For once, Stewart Gordon looked surprised. “I’ve mentioned this, I know I have. The trip to Vegas a couple of weeks ago. More than that. Four or five. We had a break in the shooting schedule and they all took off there overnight, on a whim or something, I think it was. You must have seen it in the papers. It made every tabloid from here to Guam. Because of the Hugh Hefner Suite.”
“You haven’t m
entioned it,” Gregor said carefully, “but—”
“Of course I mentioned it,” Stewart said. “It’s high on my list of absolute stupidities. Nine thousand square feet. Its own indoor pool. I’ve got no idea what else. Forty thousand dollars a night. Arrow wanted to stay in the Hugh Hefner Suite because Britney Spears had stayed there. So she did. Or something. I don’t know. They took off for the night. Arrow checked into the Hugh Hefner Suite. And then, you know, somebody sold the story to the tabloids, which was inevitable.”
“Who sold the story to the tabloids—Mark Anderman? The one who died?” Gregor asked.
“Oh, hell no,” Stewart said. “They don’t stay in relationships that long, these girls. Arrow was going out with Steve Becker at the time of the Vegas trip. He worked as a grip. Arrow dumped his ass either on the trip or just after it. I don’t know. And I don’t know if he sold the story to the tabloids. I don’t remember seeing one of those front-page things with a little thumbnail picture of him on it. But somebody did. The story was everywhere before they’d even got back here. And there were pictures.”
“Ah,” Gregor said.
“There’s no ah about it,” Stewart said. “That’s another thing about them, these girls, I mean. The men are awful. I mean awful. Chorus boys. Grips. Minor-league hangers-on. The relationships last a couple of months and then the men disappear, because they weren’t visible to begin with. If that makes any sense. If any of it does.”
“It makes sense,” Gregor said. “In a odd sort of way.”
The door to the waiting room was now bulged out far enough that Gregor was half afraid it would crack into pieces, in spite of being made of metal.

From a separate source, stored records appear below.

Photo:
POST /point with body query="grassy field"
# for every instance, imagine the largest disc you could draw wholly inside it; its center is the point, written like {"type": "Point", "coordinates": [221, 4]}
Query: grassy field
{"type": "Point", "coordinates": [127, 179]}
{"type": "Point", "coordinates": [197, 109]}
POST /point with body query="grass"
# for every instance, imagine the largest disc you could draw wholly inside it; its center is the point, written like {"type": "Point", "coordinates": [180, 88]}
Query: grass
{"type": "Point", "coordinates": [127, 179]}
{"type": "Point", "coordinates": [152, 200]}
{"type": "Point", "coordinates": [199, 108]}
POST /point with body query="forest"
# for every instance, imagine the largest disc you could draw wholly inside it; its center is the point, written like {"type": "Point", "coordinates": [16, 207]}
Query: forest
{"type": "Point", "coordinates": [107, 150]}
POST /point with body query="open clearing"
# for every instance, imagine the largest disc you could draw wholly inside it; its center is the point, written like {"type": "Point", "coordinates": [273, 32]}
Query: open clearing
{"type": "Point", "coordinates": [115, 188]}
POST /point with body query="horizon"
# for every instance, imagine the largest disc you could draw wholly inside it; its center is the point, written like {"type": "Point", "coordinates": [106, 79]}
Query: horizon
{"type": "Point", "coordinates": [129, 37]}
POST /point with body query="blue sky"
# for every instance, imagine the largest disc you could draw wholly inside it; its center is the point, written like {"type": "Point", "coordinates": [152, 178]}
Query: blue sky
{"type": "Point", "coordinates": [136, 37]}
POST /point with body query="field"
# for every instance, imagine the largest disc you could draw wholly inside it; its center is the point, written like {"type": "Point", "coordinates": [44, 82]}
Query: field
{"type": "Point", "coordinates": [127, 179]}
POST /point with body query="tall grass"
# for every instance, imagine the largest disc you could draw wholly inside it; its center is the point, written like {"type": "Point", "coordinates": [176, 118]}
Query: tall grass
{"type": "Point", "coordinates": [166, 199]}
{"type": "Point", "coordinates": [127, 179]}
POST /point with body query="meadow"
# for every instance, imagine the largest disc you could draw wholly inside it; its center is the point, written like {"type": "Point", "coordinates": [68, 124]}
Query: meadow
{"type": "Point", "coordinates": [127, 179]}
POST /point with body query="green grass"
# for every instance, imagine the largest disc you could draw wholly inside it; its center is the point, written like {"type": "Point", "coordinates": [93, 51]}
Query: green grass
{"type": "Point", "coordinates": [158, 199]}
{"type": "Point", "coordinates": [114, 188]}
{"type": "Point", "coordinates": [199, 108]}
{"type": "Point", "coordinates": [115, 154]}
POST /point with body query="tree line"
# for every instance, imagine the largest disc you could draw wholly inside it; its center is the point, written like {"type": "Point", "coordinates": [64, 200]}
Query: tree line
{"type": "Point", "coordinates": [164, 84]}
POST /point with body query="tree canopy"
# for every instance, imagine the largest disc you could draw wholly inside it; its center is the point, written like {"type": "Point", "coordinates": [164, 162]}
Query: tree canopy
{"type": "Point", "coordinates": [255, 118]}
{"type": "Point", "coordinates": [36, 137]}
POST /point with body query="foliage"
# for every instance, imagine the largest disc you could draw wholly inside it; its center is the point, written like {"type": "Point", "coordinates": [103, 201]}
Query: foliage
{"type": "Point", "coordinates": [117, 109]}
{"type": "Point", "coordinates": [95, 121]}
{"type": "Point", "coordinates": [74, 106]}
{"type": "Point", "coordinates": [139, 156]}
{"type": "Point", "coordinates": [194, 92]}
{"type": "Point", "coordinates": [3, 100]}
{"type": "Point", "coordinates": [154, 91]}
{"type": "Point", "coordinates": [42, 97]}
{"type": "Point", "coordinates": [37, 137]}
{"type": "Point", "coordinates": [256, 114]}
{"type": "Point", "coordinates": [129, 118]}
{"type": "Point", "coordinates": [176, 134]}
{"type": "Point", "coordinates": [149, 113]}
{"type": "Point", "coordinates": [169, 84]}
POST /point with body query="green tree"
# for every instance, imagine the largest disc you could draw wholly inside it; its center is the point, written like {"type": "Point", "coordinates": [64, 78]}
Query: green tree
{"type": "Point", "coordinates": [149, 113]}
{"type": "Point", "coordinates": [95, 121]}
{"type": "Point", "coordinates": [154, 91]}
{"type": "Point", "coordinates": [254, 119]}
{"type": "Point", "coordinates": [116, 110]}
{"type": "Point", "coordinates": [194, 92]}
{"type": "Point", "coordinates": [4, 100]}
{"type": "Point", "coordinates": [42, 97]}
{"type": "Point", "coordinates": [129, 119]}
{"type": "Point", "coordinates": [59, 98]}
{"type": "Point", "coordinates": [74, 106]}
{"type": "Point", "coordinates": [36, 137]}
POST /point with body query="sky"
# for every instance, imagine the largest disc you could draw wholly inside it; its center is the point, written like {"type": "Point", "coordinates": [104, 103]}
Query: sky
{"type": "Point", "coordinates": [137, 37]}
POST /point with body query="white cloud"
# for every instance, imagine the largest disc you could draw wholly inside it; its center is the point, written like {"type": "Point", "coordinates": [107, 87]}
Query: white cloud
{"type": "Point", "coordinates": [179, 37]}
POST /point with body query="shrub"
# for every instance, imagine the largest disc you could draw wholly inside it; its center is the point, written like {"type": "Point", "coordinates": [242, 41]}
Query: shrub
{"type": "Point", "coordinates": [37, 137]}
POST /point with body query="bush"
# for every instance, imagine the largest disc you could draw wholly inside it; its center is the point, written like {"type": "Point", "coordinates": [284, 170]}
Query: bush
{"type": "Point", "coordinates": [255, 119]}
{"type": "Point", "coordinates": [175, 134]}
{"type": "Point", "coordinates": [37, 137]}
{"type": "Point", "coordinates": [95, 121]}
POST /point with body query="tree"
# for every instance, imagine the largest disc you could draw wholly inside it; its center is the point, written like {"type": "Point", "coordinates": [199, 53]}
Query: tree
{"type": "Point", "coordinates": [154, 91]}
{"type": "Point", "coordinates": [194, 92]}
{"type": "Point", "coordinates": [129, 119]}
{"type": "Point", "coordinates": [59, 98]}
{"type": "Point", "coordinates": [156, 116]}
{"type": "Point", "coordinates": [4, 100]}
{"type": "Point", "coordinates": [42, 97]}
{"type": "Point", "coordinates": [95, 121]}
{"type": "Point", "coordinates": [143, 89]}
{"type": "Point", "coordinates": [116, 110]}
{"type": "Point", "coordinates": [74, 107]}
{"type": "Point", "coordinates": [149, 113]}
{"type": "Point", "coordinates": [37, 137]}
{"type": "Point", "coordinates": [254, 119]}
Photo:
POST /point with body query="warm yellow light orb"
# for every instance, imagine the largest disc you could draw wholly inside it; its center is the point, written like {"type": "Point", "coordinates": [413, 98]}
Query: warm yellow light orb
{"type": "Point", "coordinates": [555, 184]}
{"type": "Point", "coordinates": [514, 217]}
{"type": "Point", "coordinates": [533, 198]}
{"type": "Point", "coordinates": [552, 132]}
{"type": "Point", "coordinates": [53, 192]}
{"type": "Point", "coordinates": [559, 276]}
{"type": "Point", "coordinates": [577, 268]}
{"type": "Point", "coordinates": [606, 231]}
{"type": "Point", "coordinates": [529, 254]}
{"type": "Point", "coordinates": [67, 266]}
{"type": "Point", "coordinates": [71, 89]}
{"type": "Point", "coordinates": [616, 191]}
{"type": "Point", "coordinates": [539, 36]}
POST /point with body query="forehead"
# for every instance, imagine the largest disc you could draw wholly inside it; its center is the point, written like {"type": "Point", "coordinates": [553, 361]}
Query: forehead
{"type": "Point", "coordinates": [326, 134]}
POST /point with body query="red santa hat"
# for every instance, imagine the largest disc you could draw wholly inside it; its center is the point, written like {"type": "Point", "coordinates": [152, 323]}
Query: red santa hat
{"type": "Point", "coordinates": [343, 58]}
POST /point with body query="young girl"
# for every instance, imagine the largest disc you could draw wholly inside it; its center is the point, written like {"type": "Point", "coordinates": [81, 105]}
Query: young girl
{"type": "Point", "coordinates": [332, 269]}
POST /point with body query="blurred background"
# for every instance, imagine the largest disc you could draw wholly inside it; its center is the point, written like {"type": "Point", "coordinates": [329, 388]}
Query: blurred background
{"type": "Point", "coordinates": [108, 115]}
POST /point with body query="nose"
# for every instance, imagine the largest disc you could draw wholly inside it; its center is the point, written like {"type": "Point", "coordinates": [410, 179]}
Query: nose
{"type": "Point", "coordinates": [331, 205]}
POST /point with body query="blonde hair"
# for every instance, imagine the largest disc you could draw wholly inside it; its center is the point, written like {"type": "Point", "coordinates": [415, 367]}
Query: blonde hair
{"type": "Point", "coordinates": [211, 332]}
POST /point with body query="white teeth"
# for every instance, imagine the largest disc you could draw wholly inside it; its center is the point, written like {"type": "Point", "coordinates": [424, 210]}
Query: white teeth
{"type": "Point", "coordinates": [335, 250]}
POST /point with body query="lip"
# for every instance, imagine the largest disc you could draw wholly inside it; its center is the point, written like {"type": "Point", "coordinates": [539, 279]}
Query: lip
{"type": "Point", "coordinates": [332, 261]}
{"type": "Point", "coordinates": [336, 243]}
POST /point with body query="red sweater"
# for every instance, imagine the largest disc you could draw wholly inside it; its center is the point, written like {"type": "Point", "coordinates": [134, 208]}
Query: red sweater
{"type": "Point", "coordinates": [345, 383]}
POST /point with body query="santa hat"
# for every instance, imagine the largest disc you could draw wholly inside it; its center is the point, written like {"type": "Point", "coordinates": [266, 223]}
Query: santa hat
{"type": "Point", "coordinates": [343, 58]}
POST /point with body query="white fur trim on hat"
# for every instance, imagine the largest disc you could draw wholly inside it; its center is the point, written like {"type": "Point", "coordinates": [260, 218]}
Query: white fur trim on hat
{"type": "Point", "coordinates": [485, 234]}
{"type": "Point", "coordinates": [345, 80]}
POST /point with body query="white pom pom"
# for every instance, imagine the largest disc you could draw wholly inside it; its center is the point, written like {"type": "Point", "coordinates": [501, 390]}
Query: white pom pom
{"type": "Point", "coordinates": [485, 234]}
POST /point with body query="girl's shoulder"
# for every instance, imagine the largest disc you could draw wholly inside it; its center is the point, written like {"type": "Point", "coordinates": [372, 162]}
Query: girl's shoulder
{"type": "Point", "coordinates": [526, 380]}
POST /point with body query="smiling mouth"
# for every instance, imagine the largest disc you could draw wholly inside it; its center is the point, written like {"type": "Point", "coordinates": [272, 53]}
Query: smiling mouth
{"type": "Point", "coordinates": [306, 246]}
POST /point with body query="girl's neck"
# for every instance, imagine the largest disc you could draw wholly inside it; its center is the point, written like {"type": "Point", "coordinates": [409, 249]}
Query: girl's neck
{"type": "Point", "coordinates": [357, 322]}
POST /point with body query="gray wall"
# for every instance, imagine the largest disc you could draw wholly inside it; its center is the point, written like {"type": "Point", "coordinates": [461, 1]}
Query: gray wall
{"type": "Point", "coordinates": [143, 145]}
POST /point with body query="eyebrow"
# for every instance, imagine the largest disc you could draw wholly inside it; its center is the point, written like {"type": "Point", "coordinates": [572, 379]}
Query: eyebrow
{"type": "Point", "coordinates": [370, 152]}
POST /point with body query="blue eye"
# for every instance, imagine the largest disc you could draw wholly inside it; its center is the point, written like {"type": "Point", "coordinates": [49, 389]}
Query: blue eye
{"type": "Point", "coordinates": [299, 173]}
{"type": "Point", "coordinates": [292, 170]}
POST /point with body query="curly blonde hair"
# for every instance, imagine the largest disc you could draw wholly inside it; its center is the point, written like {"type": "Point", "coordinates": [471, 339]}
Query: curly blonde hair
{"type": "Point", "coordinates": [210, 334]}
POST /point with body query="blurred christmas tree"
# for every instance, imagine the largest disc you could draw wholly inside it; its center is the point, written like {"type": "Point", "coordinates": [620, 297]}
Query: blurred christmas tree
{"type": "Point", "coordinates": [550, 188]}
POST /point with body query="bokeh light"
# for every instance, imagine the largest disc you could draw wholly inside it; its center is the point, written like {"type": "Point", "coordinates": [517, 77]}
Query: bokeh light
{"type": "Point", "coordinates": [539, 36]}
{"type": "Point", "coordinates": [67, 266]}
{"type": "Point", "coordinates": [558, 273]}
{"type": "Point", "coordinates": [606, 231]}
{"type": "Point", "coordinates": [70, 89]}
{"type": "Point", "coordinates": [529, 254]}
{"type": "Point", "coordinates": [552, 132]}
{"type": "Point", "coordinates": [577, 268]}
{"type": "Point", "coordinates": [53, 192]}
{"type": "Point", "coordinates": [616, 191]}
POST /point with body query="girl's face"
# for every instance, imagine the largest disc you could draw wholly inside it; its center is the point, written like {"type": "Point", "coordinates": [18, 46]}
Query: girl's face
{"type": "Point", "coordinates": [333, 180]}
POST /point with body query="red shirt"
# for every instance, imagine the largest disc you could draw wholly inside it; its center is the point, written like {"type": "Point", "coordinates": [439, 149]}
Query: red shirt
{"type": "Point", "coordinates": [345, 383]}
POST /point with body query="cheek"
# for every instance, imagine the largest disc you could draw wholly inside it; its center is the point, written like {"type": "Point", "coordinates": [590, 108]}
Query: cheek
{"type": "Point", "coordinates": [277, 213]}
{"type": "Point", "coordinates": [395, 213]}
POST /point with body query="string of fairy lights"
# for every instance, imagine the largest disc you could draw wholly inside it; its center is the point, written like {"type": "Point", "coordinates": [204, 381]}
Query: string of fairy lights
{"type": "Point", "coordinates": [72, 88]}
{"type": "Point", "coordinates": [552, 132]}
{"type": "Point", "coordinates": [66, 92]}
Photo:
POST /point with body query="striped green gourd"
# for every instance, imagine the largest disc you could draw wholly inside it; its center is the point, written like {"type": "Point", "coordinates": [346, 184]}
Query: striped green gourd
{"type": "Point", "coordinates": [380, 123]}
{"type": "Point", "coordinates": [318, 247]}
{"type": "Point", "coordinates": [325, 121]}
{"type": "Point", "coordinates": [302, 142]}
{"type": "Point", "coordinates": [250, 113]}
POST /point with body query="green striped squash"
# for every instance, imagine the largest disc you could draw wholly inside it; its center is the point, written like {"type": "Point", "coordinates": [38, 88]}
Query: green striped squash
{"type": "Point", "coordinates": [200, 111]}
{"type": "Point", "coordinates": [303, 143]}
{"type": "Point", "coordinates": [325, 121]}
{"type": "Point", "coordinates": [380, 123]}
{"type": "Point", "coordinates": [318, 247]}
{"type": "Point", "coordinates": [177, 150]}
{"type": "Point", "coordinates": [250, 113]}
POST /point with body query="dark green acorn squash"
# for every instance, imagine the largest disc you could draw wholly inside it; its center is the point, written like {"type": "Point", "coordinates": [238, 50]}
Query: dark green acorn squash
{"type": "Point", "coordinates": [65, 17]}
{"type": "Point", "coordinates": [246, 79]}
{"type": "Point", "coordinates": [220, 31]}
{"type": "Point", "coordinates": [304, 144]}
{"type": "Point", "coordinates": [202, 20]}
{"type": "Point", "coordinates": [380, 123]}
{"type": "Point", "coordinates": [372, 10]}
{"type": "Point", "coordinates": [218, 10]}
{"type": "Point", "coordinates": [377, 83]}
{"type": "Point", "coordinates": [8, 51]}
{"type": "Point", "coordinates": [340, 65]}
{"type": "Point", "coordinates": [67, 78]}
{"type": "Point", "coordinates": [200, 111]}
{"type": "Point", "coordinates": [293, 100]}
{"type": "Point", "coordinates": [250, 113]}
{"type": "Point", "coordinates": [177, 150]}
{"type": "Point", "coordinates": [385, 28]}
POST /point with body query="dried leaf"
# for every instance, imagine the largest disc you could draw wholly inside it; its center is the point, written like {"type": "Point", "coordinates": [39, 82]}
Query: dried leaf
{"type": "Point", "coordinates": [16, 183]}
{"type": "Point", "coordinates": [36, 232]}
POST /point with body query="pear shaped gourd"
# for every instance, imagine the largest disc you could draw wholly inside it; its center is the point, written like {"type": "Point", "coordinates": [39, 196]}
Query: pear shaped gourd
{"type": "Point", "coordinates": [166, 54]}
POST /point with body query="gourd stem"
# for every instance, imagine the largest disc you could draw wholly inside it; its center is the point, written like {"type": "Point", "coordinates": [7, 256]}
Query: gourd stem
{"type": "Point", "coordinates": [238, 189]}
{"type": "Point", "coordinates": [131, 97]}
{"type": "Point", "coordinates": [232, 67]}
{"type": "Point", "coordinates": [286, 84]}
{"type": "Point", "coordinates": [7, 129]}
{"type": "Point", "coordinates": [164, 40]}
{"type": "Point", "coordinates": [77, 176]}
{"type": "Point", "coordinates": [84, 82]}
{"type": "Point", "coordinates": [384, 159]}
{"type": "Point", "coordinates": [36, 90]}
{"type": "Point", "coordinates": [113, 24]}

Clara Walsh gave it a long hard look, and took out her cell phone.
Chapter Two
1
By this time in her life, Annabeth Falmer had a long list of things she knew to be true, and one of the most important was this: it is not the case that every action produces an equal and opposite reaction. In fact, in Annabeth’s experience, actions produced overreactions, or no reactions at all, but almost never the sort of reasoned, proportionate response that took into account the mitigating circumstances in whatever it was that had happened. Mitigating circumstances and proportionate responses were for other people’s problems, not your own. It was easy to keep your head when at the very base of it you didn’t care. When you did care, there was too much at stake for “rational” to be something you were interested in pursuing. When you cared because you were in pain, very little would do as a response short of a total annihilating blast. Annabeth didn’t like to admit it, but she had been thinking about annihilating blasts now for the better part of two months.